Tax Expenditures are Loopholes
Tax expenditures are special tax deductions, credits, and exemptions. The U.S. Treasury Department, the Joint Committee on Taxation (JCT), and the Congressional Budget Office (CBO) report on tax expenditures, measured against a “normal law” tax baseline.
Policymakers should end special carveouts in the tax code and adopt fair, pro-growth policies. However, the baseline for how tax policies are reported must be fixed so that actual loopholes are ended.
Measurement of Tax Expenditures Must be Fixed
The definition of tax expenditures that is codified in the Congressional Budget Act as deviations from “gross income” is flawed and highly misleading. The baseline way that tax policies are described is biased in a direction that favors higher taxes and economically harmful outcomes.
Sec. 3(3) of the Congressional Budget Act defines “tax expenditures” as “those revenue losses attributable to provisions of the Federal tax laws which allow a special exclusion, exemption, or deduction from gross income or which provide a special credit, a preferential rate of tax, or a deferral of tax liability.”

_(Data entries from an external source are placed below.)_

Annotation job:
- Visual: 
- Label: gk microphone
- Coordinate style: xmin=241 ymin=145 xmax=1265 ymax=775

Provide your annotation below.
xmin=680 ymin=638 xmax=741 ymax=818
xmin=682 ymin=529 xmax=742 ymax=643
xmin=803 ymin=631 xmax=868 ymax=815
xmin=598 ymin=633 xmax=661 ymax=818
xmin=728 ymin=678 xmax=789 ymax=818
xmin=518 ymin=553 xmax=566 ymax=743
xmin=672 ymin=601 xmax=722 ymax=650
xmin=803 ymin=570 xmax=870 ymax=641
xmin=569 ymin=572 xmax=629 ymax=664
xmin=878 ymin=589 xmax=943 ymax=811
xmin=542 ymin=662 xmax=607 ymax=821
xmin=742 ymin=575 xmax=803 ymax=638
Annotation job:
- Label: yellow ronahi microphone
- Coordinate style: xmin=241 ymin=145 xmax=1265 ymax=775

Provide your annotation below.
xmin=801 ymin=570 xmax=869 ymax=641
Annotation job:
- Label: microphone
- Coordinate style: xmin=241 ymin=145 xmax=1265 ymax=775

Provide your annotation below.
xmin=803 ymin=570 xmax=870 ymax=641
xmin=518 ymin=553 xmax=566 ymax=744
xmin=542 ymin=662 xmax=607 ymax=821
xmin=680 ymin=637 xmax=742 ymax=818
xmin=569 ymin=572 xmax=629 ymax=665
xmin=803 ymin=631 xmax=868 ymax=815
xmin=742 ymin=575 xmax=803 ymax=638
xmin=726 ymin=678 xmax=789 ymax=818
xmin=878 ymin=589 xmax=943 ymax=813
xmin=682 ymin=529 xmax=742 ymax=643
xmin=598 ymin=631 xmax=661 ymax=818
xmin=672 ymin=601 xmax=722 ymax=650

The “gross income” baseline definition of a theoretically comprehensive income tax base that underlies the tax expenditure analysis by the Treasury, the JCT, and the CBO is based on the work of professors from the 1920’s and ‘30’s, Robert Haig and Henry Simons. The academics believed in using taxation to redistribute income, and their definitions advanced the cause. The standard imbues biases into the tax code, pushing it away from neutrality.
“Almost everything bad in the Tax Code is there because of Haig-Simons”
Norman Ture, Undersecretary of the Treasury in the Reagan administration, said that “almost everything bad in the Tax Code is there because of Haig-Simons.”
The Haig-Simons conception of what the “normal” reference tax base should be is economically harmful. It assumes that double taxation of savings and investment is “normal.” This means that “reduced” rates on capital gains and dividends, the exclusion of capital gains taxation of principal residences, and individual retirement accounts are all considered tax expenditures. Expensing of business investments, which simply removes the tax bias against savings, is also listed as a tax expenditure. The Haig-Simons definition also fails to account for inflation eroding the value of money over time.
Flawed Definition is Used to Justify Wealth Tax
Taken to the extreme, this concept is used to claim that taxing unrealized capital gains would be closing a loophole, as argued by the Biden-Harris Administration. That is because the assumed “normal” base of the income tax is “the sum of consumption and the change in net wealth.”
Consumed Income Should be the Standard
The definition of the baseline from which tax expenditures is measured should instead be “consumed income.” A consumption tax base is neutral, fair, and would maximize economic growth because it is not biased against investment and savings.